This is the second article in a series that highlights current trends in the leading segments in the Financial Services sector as revealed during the RBC Capital Markets’ Financial Institutions Conference. The first article on Asset Management appeared in Valuewalk on September 19.
Analysts Jon G Arfstrom, Gerard Cassidy, Jake Civiello and Joe Morford moderated the banking space and provide useful insights from their discussions with senior management and panelists on Day 1 of the conference.
Banking in Chicago
PrivateBancorp Inc (NASDAQ:PVTB) and TCF Financial Corporation (NYSE:TCB)

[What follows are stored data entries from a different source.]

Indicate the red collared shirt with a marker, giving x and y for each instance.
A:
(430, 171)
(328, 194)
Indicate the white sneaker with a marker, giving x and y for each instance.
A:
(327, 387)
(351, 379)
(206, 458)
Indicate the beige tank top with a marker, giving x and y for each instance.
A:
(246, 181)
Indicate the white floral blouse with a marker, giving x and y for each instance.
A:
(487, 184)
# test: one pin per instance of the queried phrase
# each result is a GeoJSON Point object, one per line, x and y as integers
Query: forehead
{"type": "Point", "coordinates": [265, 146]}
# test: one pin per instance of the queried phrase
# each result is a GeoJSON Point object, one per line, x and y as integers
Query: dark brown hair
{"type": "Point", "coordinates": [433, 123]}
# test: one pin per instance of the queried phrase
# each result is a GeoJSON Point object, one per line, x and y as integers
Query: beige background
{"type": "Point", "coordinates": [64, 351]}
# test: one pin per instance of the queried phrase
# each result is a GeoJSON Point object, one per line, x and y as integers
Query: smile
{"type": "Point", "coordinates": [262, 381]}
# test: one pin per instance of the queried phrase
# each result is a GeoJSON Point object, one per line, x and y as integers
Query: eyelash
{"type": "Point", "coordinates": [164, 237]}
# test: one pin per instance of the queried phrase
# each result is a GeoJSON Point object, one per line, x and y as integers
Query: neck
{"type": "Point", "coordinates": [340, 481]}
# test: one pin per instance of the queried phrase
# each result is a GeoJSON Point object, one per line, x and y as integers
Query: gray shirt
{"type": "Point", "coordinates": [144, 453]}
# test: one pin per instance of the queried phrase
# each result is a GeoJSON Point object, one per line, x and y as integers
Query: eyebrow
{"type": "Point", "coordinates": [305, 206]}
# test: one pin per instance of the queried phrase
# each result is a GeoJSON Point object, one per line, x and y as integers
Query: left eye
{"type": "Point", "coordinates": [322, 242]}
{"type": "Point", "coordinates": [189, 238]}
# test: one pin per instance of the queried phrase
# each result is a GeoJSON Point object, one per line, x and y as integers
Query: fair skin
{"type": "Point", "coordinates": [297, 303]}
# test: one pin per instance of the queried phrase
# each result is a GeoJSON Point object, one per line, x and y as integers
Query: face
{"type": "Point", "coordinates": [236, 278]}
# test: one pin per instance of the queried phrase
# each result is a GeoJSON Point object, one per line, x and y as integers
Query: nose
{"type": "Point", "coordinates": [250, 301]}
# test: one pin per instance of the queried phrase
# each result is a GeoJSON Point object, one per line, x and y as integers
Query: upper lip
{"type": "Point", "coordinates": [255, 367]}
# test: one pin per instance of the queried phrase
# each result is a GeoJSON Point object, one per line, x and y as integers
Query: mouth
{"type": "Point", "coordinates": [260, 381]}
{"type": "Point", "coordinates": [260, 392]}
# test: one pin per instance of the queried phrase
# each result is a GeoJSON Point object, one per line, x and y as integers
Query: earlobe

Both companies said they were focused on organic growth but were considering M&A opportunities in the over-banked Chicago market. TCB is looking for entry into new niche businesses during 2015 and 2016 and considering cross-selling, example auto finance through its branches. In general the loan growth environment was slow, but steady. Commercial line utilization remains a low 40%. In view of the competitive scenario, TCB is building on opportunities within its national businesses of auto, inventory finance and leasing. The better performing sectors in Chicago are manufacturing, health care and technology, from a banking point of view. As asset prices improve, banks are expecting better liquidity in both the commercial and home segments.
On the consumer front, unemployment remains high and spending remains subdued.
Banking – Central
Home Bancshares Inc (NASDAQ:HOMB)
Prosperity Bancshares, Inc. (NYSE:PB)
Wintrust Financial Corp (NASDAQ:WTFC)
All the three presenting companies were bullish on their M&A objectives – given that banks having assets below $1B have become unviable in the current regulatory environment and long recovery period. WTFC had a different take on Chicago, saying the recovery would be through a slow consolidation rather than a wave of deals. Loan growth could be better but is improving in areas such as Florida (for HOMB) and Texas (for PB). Regulatory costs have become prohibitive.
Citigroup Inc (C): Too big to fail banks
Gene McQuade, CEO presented. He pointed to the metamorphosis of the banking industry from a “branch and checking industry” to distributed banking through the Internet and mobile. Commercial lending is no longer simply making loans and collecting on them – it is now making and distributing loans.
The regulatory environment has become more onerous by several orders of magnitude, but the industry will likely adapt. With the improved capitalizations in banks, worries about ‘too big to fail’ are exaggerated.
Banking – East Coast
Investors Bancorp, Inc. (NASDAQ:ISBC)
Boston Private Financial Hldg Inc (NASDAQ:BPFH)
Provident Financial Services, Inc. (NYSE:PFS)
The economy is doing well within a 50-mile radius in the New York Metro-area, but beyond that, things are slow (ISBC). Improved off-take of high-end jumbo loans, but their pricing left much to be desired; wealth management was still defensive (BPFH). Growth opportunities in C&I and multi-family were excellent provided these were well underwritten (PFS). A lot of the discussions were centered on asset/liability management.
Banking – West Coast
CoBiz Financial Inc (NASDAQ:COBZ)
Umpqua Holdings Corp (NASDAQ:UMPQ)
Westamerica Bancorporation (NASDAQ:WABC)
M&A discussions threw up the old chestnut – size or market concentration? UMPQ was all for size as a competitive advantage while serial acquirer WABC said targeted market concentration worked better for it, allowing for revenue maximization and better management of expenses. COBZ is more focused on organic growth, however.
Expense management was a key priority with the rider that caution was called for – cutting headcount indiscriminately may prejudice future opportunities.
Loan growth strength was visible in pockets depending on geography. Also niche products such as jumbo mortgages, healthcare, asset-backed and structured finance were proving popular. On a general basis, loan offtake in the major metro areas, particularly San Francisco, Seattle, Denver and Southern California doing better.